También, desde pequeño tienes un pasatiempo, una actividad preferida  en la que te zambulles cada vez que puedes y el trabajo te lo permite. Pero como tienes responsabilidades que cumplir, son pocas los restos de espacio en los que puedes disfrutar, de esa, tu pasión. Las horas que le dedicas, se las robas a tu sueño y descanso, pero está bien para ti porque cuando pintas o compones o escribes o practicas tu deporte favorito, te recargas de energía, y es como si hubieras salido de vacaciones. En esos momentos no estás tranquilo, estás feliz y ansioso por continuar, por no parar. Suspiras porque el tiempo no se acabe y dure un poco más, antes de tener que ponerte el flux, atender los pendientes de la oficina y encargarte de todas las facturas que están ahí, esperando por ser pagadas.

Sabes que no te puedes dedicar por completo a lo que tanto te gusta, porque es un hobby. No eres un profesional en eso, y jamás podrías financiarle el futuro a nadie con esas actividades que solo valoras tú y esa especie de pulsión desesperada a la que a veces te gusta llamarle «hambre». Has hecho cursos, investigado y pagado maestros privados que te han enseñado a hacer, cada vez mejor, eso que tanto te cautiva desde que eras niño. Dicen que tienes talento y suficiente experiencia y, hasta te han sugerido que te dediques con más compromiso a eso que te atrapa. Pero no. Porque tus canciones, o tus óleos, o tu deporte o tus recetas de cocina, no pagan las cuentas. Entonces te pasas la vida así.
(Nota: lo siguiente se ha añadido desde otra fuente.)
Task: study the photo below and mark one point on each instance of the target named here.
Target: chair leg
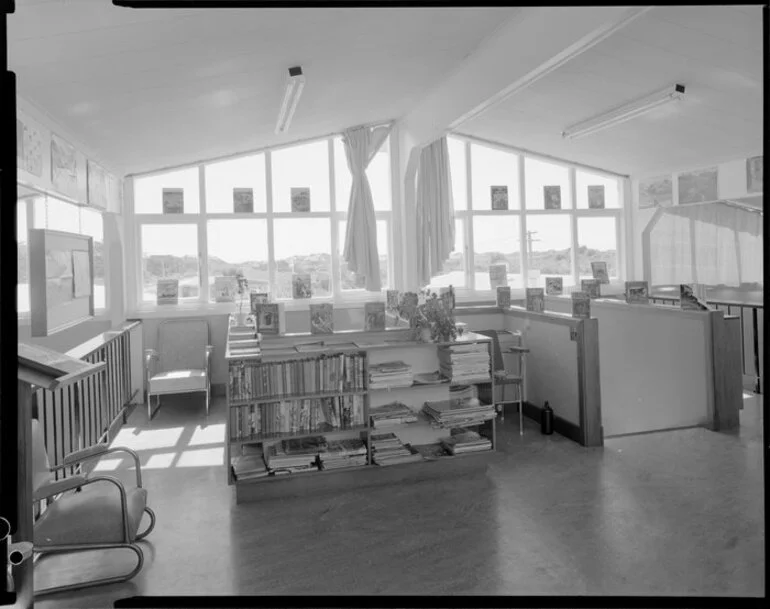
(99, 582)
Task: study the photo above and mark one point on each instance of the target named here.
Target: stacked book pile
(392, 414)
(250, 464)
(465, 441)
(389, 375)
(465, 363)
(458, 413)
(348, 452)
(387, 449)
(295, 454)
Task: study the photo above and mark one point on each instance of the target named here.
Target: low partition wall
(663, 367)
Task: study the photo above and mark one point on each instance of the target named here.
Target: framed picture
(243, 200)
(596, 197)
(698, 186)
(173, 201)
(754, 174)
(300, 199)
(499, 197)
(656, 192)
(552, 196)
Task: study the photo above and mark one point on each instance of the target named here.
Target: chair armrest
(50, 489)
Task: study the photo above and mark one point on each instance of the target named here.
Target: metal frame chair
(87, 510)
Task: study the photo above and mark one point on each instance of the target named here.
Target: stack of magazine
(295, 454)
(387, 449)
(458, 413)
(348, 452)
(465, 363)
(394, 413)
(389, 375)
(465, 441)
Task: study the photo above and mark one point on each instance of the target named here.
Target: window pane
(454, 268)
(611, 190)
(348, 280)
(238, 245)
(492, 167)
(458, 171)
(222, 178)
(548, 249)
(170, 251)
(148, 191)
(378, 173)
(538, 175)
(92, 224)
(22, 266)
(305, 166)
(596, 241)
(496, 241)
(303, 246)
(62, 216)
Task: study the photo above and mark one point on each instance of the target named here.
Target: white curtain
(726, 243)
(435, 211)
(360, 253)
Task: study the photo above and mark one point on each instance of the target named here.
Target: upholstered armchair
(182, 362)
(94, 512)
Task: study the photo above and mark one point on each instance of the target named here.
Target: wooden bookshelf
(368, 348)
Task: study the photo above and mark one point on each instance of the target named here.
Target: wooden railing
(752, 322)
(90, 411)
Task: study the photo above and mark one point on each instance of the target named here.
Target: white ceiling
(147, 89)
(716, 51)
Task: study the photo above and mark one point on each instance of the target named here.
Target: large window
(540, 218)
(276, 216)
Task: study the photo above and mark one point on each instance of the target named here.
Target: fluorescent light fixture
(294, 86)
(625, 112)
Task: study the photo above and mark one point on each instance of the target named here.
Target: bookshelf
(302, 385)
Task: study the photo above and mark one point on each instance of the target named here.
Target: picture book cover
(535, 299)
(224, 289)
(374, 316)
(581, 305)
(592, 287)
(504, 296)
(173, 200)
(301, 286)
(168, 291)
(554, 286)
(498, 275)
(599, 271)
(243, 200)
(499, 197)
(637, 292)
(322, 318)
(256, 298)
(552, 195)
(596, 197)
(689, 299)
(300, 199)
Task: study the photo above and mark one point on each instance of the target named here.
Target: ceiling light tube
(294, 86)
(624, 113)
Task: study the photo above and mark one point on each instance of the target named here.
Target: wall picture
(499, 197)
(552, 196)
(64, 173)
(173, 200)
(698, 186)
(300, 199)
(596, 197)
(754, 174)
(656, 192)
(243, 200)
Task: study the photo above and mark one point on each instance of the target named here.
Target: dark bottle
(546, 420)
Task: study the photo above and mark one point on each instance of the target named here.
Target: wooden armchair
(92, 513)
(182, 362)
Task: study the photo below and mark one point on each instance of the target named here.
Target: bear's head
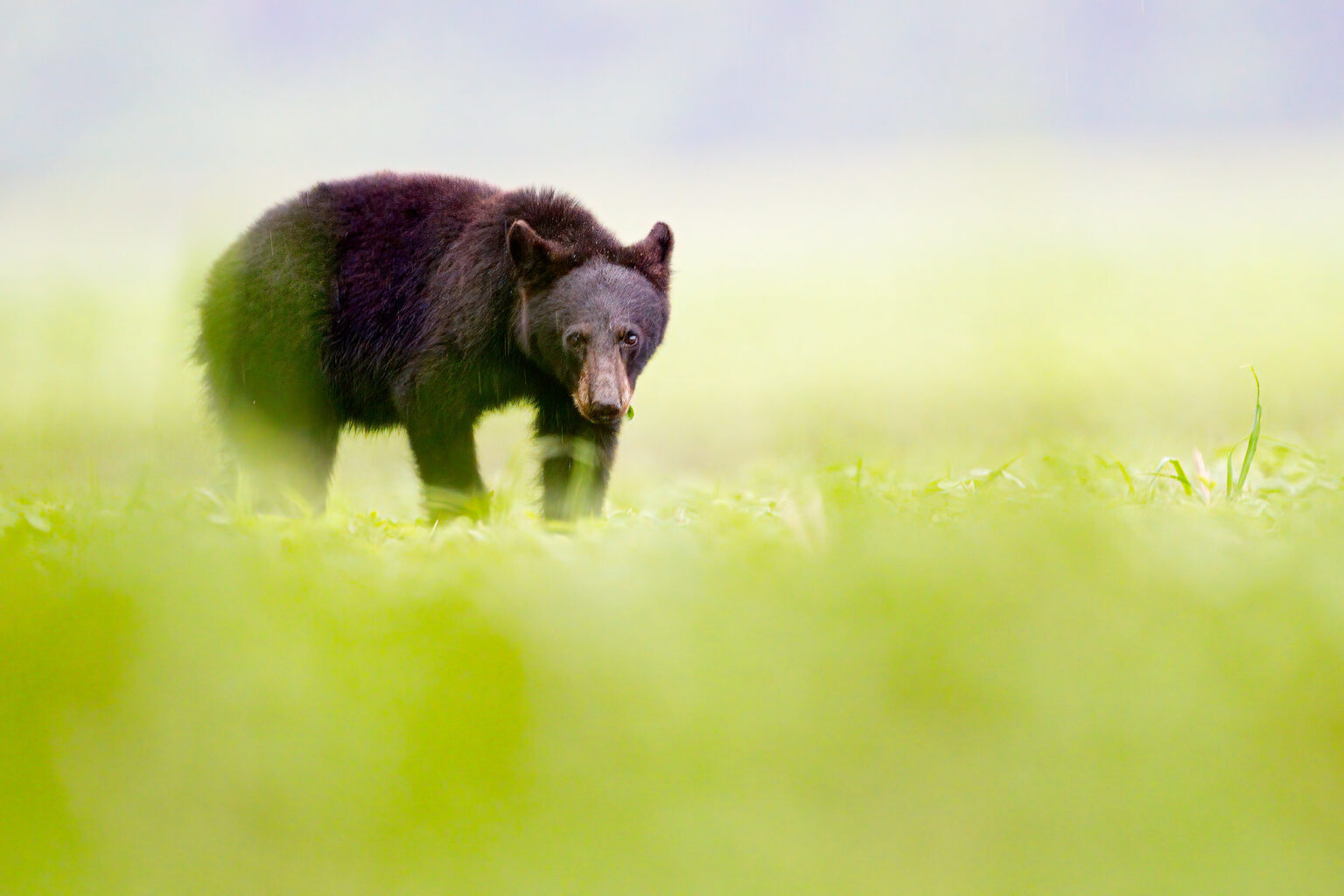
(592, 320)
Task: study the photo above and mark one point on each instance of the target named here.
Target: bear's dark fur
(424, 301)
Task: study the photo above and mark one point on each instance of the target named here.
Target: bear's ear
(652, 253)
(533, 254)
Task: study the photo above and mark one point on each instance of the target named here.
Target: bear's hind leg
(445, 457)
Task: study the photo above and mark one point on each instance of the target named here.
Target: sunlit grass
(917, 577)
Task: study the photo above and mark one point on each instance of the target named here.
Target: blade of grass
(1180, 474)
(1251, 444)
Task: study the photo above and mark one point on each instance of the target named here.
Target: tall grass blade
(1251, 444)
Haciendo lo que debes… y soñando a medias.
Ahora te pregunto: ¿Cuántos años tienes dedicado a tu profesión, esa que estudiaste de manera formal y por la que recibes dinero? ¿Cuántos años tienes dedicado a tu pasión, esa que aprendiste de manera informal y que haces sin cobrar? ¿De dónde sacaste la mezquina idea de que la primera vale más que la segunda? ¿Cuántas veces al día, tienes que repetirte que no te puedes entregar a hacer lo que quieres porque «tienes que hacer lo que tienes que hacer»?

¿Cuánto te frustras sin siquiera intentarlo?